DENPASAR, BALI EXPRESS – Jumlah komisioner KPU RI praktis berkurang sejak Wahyu Setiawan terjaring operasi tangkat tangan (OTT) karena kasus suap oleh Komisi Pemberantasan Korupsi (KPK), Rabu (8/1).

Menjelang pelaksanaan Pilkada Serentak 2020 yang akan diselenggarakan pada 23 September 2020 mendatang, jumlah komisioner KPU RI hanya tersisa hanya enam orang. Apalagi kalau sampai nantinya, KPK menetapkan Wahyu Setiawan sebagai tersangka.

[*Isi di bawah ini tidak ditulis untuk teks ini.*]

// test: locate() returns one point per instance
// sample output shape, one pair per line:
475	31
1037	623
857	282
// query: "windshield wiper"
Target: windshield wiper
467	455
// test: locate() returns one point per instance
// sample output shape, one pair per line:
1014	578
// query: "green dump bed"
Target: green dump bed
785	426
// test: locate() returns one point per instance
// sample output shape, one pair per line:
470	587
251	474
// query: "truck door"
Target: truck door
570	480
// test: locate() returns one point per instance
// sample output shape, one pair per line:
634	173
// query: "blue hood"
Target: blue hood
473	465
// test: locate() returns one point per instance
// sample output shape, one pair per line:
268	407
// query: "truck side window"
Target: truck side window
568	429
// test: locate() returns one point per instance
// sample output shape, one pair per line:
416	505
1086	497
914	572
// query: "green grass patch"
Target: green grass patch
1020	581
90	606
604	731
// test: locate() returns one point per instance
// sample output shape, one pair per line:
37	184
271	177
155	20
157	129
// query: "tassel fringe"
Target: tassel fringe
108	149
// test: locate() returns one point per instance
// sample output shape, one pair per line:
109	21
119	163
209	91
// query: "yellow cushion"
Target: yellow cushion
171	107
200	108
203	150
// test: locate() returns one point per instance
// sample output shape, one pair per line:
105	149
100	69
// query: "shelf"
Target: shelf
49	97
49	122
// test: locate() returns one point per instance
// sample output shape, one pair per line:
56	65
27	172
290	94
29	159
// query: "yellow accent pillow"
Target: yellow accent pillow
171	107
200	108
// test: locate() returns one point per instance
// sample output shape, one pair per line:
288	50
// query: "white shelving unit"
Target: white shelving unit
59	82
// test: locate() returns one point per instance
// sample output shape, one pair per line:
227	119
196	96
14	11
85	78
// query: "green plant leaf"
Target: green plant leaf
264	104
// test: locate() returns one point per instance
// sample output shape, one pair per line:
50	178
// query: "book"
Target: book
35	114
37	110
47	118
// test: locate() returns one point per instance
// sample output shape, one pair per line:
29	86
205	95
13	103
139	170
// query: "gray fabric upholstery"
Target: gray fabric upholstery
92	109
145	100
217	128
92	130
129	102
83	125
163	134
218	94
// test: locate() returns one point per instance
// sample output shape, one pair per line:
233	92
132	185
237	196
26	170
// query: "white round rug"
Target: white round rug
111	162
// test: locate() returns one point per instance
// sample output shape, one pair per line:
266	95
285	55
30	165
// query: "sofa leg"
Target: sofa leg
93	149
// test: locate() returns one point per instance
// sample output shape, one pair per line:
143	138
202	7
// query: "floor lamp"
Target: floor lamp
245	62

Di sisi lain, situasi itu membuat pergantian antarwaktu (PAW) untuk mengisi kekosongan jumlah komisioner tersebut berpeluang terjadi. Dan terkait itu, nama anggota Badan Pengawas Pemilu (Bawaslu) Provinsi Bali, Dewa Kade Wiarsa Raka Sandi, disebut-sebut sebagai calon pengganti antarwaktu (PAW) dari Wahyu Setiawan.

Pasalnya, Raka Sandi yang juga mantan Ketua KPU Bali itu sempat mengikuti seleksi komisioner KPU RI pada 2017 lalu. Setelah melalui fit and proper test di Komisi II DPR RI kala itu. Dan dia menempati peringkat delapan dalam penghitungan suara.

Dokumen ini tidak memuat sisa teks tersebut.